Upon its release in 1993, Sam & Max Hit the Road was met with near universal acclaim. Critics praised the title for its humor, voice acting, graphics, music and gameplay. It has since come to be regarded as a classic graphic adventure game, one of the most critically successful projects by LucasArts to date. Sam & Max Hit the Road is regularly featured in lists of top games, and was nominated for the 1994 Annie Award for "Best Animated CD-ROM", although the award instead went to LucasArts' Star Wars: Rebel Assault. The abrupt cancellation of the sequel to Sam & Max Hit the Road in 2004 garnered substantial criticism of LucasArts. In addition to a petition of 32,000 signatures objecting to the termination of development on Sam & Max: Freelance Police, both Steve Purcell and the media were critical of LucasArts' decision.

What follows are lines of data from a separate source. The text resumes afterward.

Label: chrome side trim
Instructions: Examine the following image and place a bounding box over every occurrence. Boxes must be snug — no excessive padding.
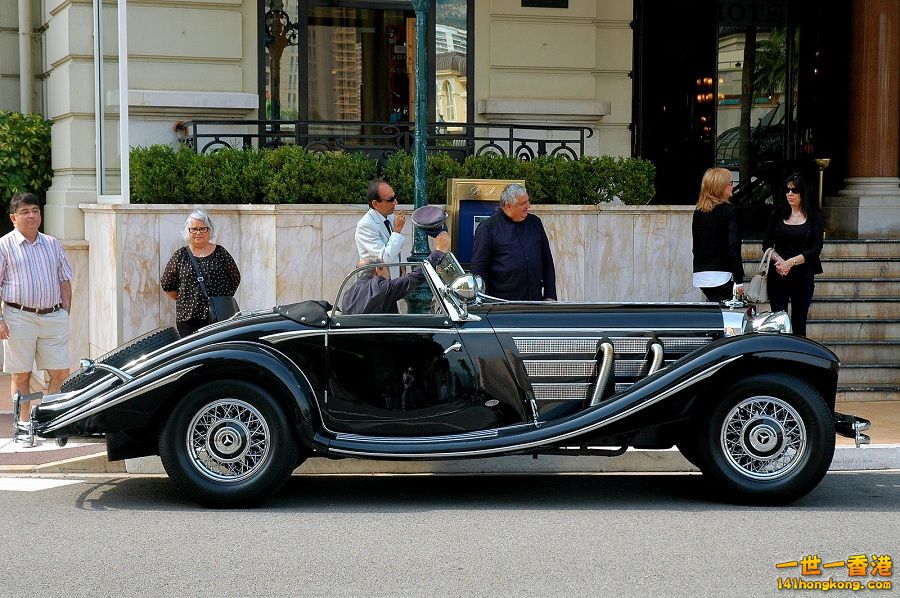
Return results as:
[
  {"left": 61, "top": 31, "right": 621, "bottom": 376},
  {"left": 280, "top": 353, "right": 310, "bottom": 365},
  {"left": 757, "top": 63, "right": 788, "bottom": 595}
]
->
[
  {"left": 44, "top": 365, "right": 203, "bottom": 432},
  {"left": 501, "top": 327, "right": 717, "bottom": 335},
  {"left": 335, "top": 428, "right": 499, "bottom": 443},
  {"left": 328, "top": 356, "right": 741, "bottom": 458},
  {"left": 261, "top": 330, "right": 327, "bottom": 344},
  {"left": 326, "top": 327, "right": 459, "bottom": 335}
]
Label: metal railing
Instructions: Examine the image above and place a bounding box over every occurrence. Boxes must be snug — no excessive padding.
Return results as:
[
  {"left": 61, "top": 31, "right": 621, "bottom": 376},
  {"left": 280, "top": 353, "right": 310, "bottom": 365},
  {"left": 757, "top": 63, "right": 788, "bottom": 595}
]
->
[{"left": 175, "top": 119, "right": 593, "bottom": 162}]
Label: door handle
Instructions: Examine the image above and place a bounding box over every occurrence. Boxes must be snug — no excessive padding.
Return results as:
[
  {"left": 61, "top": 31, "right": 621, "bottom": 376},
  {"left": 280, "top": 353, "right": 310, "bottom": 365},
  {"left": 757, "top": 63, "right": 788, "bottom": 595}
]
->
[{"left": 443, "top": 341, "right": 462, "bottom": 355}]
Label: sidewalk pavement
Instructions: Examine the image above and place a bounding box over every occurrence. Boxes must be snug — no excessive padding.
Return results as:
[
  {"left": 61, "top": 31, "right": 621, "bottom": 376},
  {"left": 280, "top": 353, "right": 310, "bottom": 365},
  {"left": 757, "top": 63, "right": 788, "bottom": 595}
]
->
[{"left": 2, "top": 401, "right": 898, "bottom": 476}]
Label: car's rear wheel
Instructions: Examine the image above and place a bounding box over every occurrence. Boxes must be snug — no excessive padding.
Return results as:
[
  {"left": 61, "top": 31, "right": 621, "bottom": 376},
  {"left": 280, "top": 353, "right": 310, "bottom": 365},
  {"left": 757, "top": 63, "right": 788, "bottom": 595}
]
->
[
  {"left": 694, "top": 373, "right": 834, "bottom": 505},
  {"left": 60, "top": 327, "right": 180, "bottom": 392},
  {"left": 159, "top": 380, "right": 297, "bottom": 507}
]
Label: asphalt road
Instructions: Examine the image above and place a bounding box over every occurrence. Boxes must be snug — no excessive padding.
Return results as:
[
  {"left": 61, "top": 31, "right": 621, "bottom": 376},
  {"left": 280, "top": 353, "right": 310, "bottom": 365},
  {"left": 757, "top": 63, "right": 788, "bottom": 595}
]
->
[{"left": 1, "top": 471, "right": 897, "bottom": 597}]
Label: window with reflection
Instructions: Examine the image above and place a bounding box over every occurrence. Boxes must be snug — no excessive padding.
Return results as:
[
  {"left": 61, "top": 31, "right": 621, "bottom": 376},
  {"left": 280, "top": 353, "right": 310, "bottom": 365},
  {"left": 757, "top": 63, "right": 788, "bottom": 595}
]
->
[{"left": 261, "top": 1, "right": 472, "bottom": 127}]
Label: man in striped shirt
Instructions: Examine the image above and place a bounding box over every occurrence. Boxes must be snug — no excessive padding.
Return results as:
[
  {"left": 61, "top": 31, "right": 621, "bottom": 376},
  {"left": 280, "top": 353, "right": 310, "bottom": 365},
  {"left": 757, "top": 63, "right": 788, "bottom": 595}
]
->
[{"left": 0, "top": 192, "right": 73, "bottom": 426}]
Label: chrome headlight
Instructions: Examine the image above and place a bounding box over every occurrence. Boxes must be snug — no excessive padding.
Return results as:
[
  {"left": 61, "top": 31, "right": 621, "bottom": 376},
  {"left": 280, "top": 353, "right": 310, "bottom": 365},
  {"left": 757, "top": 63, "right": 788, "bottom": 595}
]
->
[
  {"left": 751, "top": 311, "right": 792, "bottom": 334},
  {"left": 722, "top": 303, "right": 754, "bottom": 337}
]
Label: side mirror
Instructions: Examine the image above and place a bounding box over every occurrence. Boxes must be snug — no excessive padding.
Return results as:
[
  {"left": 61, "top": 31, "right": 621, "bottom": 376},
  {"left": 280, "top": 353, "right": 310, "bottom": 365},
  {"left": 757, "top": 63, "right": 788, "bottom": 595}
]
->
[
  {"left": 79, "top": 358, "right": 95, "bottom": 374},
  {"left": 449, "top": 274, "right": 480, "bottom": 302}
]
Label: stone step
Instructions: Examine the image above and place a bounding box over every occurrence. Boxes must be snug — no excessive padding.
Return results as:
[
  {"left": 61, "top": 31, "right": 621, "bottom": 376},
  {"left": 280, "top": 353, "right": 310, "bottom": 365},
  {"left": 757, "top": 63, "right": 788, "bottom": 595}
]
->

Purcell stated that he failed to understand quite why the game was cancelled, as he believed the development of the game was proceeding without hindrance, while the media put forward the view that LucasArts was moving to consolidate its position with low business risk Star Wars video games instead of pursuing the adventure games that had brought them success in earlier years. The cancellation of Freelance Police is often cited as the culmination in a perceived decline in the overall adventure game genre, and LucasArts later dismissed many of the designers involved with developing their adventure games, effectively ending their adventure game era.

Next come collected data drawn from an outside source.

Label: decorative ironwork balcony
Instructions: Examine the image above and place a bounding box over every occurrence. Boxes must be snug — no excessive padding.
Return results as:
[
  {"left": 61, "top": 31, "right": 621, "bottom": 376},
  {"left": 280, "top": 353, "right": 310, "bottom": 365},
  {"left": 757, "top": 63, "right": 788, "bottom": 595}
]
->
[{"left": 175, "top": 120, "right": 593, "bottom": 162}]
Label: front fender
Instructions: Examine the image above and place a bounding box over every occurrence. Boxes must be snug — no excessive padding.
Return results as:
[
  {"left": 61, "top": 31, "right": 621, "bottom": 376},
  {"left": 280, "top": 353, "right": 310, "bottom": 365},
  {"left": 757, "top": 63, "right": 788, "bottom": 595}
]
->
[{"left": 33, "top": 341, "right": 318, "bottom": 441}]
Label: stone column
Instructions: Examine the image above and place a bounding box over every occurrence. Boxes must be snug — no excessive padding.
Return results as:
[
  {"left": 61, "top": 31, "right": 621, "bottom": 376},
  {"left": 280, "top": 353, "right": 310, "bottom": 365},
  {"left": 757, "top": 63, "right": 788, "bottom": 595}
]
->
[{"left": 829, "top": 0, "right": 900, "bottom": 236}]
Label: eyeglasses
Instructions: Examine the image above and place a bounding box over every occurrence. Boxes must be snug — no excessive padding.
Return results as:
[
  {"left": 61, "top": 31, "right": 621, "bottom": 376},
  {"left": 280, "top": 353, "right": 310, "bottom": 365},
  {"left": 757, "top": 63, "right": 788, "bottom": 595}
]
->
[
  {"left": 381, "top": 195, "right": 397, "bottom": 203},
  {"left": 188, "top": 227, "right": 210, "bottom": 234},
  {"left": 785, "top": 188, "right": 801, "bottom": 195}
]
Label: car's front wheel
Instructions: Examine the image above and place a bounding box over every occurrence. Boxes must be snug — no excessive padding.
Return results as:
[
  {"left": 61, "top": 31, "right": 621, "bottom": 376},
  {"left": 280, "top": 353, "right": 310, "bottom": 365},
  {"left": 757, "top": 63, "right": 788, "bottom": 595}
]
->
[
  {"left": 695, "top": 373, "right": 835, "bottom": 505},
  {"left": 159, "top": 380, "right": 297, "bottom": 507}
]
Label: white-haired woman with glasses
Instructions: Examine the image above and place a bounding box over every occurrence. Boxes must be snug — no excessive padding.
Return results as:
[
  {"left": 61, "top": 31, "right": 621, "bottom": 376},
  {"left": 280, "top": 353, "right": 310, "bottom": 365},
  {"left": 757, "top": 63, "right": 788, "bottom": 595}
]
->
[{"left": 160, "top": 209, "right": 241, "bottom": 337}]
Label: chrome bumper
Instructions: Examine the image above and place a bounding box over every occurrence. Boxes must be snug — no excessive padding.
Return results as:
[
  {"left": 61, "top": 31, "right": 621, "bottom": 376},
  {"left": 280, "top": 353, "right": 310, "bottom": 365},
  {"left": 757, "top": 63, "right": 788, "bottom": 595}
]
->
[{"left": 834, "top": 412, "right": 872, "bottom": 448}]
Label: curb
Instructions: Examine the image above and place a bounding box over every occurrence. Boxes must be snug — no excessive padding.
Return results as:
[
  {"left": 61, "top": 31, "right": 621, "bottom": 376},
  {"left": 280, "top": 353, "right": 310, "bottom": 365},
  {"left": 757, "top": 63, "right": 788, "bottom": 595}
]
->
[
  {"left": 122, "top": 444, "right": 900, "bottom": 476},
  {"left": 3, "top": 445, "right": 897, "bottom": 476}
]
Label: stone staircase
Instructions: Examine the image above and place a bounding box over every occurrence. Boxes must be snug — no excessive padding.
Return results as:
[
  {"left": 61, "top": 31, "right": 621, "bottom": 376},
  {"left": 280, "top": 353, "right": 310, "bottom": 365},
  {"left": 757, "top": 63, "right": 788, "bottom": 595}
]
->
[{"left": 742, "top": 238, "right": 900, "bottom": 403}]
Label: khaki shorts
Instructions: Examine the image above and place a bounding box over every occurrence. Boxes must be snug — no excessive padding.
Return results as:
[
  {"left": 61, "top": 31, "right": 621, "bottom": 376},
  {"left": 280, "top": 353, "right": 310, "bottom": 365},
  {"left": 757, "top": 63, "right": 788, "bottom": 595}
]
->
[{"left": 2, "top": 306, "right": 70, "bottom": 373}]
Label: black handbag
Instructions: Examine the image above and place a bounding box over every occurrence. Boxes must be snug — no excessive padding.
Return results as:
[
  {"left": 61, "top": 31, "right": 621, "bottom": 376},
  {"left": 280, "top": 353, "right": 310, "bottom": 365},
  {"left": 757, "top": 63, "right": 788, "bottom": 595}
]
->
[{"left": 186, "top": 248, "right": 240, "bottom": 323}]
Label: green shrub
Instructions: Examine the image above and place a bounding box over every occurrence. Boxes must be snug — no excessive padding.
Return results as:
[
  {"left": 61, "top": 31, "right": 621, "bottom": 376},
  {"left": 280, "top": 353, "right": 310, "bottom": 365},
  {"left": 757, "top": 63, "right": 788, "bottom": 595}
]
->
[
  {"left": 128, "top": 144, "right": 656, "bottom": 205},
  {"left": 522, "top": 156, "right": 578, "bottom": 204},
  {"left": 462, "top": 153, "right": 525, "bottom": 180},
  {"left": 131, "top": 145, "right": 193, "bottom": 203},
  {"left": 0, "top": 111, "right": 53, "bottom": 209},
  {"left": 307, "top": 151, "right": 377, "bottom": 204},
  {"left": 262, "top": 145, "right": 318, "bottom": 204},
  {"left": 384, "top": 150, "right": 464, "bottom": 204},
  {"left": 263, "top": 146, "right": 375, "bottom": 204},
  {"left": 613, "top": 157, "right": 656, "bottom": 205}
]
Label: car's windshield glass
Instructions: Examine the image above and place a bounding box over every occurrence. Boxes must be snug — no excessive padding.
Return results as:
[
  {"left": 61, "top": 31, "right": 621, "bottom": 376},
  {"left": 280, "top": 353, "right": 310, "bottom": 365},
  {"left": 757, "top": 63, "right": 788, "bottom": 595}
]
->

Although Sam & Max Save the World did not receive the critical acclaim that Sam & Max Hit the Road acquired, it still received a favorable response from critics across its release in 2006 and 2007. Critics praised the game's humor, graphics and gameplay, although concerns were voiced over the low difficulty of the puzzles and the effectiveness of the story. Save the World is considered by journalists in the video game industry to be the first successful application of episodic gaming, as Telltale Games had managed to release a steady stream content with only small time gaps. Previous attempts by Valve with the Half-Life series, Ritual Entertainment with Sin Episodes: Emergence and Telltale Games themselves with Bone were for a variety of reasons not considered successful implementations of the distribution model. Beyond Time and Space was considered similar to Save the World and reviewers equally praised and faulted the game on this, although overall Beyond Time and Space received a good reception from critics.

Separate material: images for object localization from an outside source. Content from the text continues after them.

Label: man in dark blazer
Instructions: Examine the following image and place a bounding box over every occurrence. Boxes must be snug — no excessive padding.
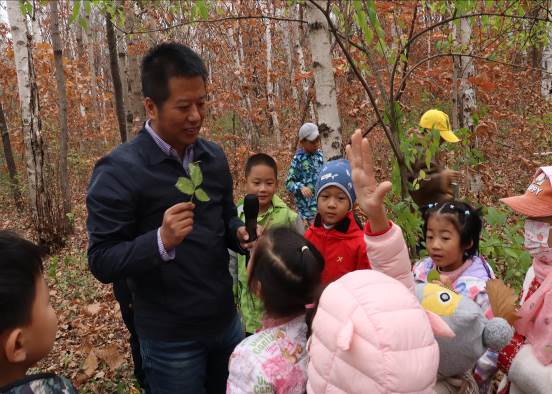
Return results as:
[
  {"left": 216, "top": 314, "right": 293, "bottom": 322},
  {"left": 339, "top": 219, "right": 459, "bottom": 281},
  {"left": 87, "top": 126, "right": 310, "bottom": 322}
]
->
[{"left": 86, "top": 43, "right": 253, "bottom": 394}]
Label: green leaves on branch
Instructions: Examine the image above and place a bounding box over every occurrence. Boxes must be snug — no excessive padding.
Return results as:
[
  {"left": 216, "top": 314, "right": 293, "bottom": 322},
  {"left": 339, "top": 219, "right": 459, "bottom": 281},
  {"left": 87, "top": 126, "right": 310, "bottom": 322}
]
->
[{"left": 175, "top": 162, "right": 210, "bottom": 203}]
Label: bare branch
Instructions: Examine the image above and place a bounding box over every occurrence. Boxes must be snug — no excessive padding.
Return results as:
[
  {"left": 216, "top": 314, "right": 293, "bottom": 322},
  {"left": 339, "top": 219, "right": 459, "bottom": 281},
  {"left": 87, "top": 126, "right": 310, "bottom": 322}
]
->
[
  {"left": 390, "top": 1, "right": 418, "bottom": 104},
  {"left": 307, "top": 0, "right": 403, "bottom": 164},
  {"left": 112, "top": 14, "right": 307, "bottom": 35}
]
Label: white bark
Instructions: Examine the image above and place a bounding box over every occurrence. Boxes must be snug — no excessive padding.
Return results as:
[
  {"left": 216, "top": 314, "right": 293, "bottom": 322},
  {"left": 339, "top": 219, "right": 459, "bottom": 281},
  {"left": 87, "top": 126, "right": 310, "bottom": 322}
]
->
[
  {"left": 306, "top": 0, "right": 343, "bottom": 160},
  {"left": 84, "top": 9, "right": 100, "bottom": 129},
  {"left": 541, "top": 24, "right": 552, "bottom": 101},
  {"left": 263, "top": 1, "right": 281, "bottom": 145},
  {"left": 295, "top": 4, "right": 316, "bottom": 122},
  {"left": 227, "top": 21, "right": 254, "bottom": 141},
  {"left": 7, "top": 0, "right": 57, "bottom": 241},
  {"left": 453, "top": 17, "right": 476, "bottom": 129},
  {"left": 283, "top": 6, "right": 299, "bottom": 105},
  {"left": 125, "top": 4, "right": 145, "bottom": 133}
]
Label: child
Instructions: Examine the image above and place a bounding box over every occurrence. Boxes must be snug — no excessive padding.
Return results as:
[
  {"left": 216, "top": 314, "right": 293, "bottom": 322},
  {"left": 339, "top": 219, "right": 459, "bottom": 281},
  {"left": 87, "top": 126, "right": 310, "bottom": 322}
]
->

The success of the franchise has spawned a selection of merchandise, including posters and prints, items of clothing and sketchbooks of Purcell's work during various stages of the series' development. Collectable statues of the characters have also been created. However, perhaps due to references in Purcell's sketchbooks and demand from both fans and journalists alike, a plush toy of Max has been created and sold, albeit limited edition, as a collaboration between internet shop Hashtag Collectibles and Steve Purcell. A limited edition plush toy of Sam has also been created and sold in late 2023 on Uncute's website, and Max being brought back along with him for a limited time once again, alongside Max themed slippers in 2024. Boss Fight Studios produced a new line of action figures based on the Freelance Police for 2019, and the prototypes were first revealed at New York Toy Fair.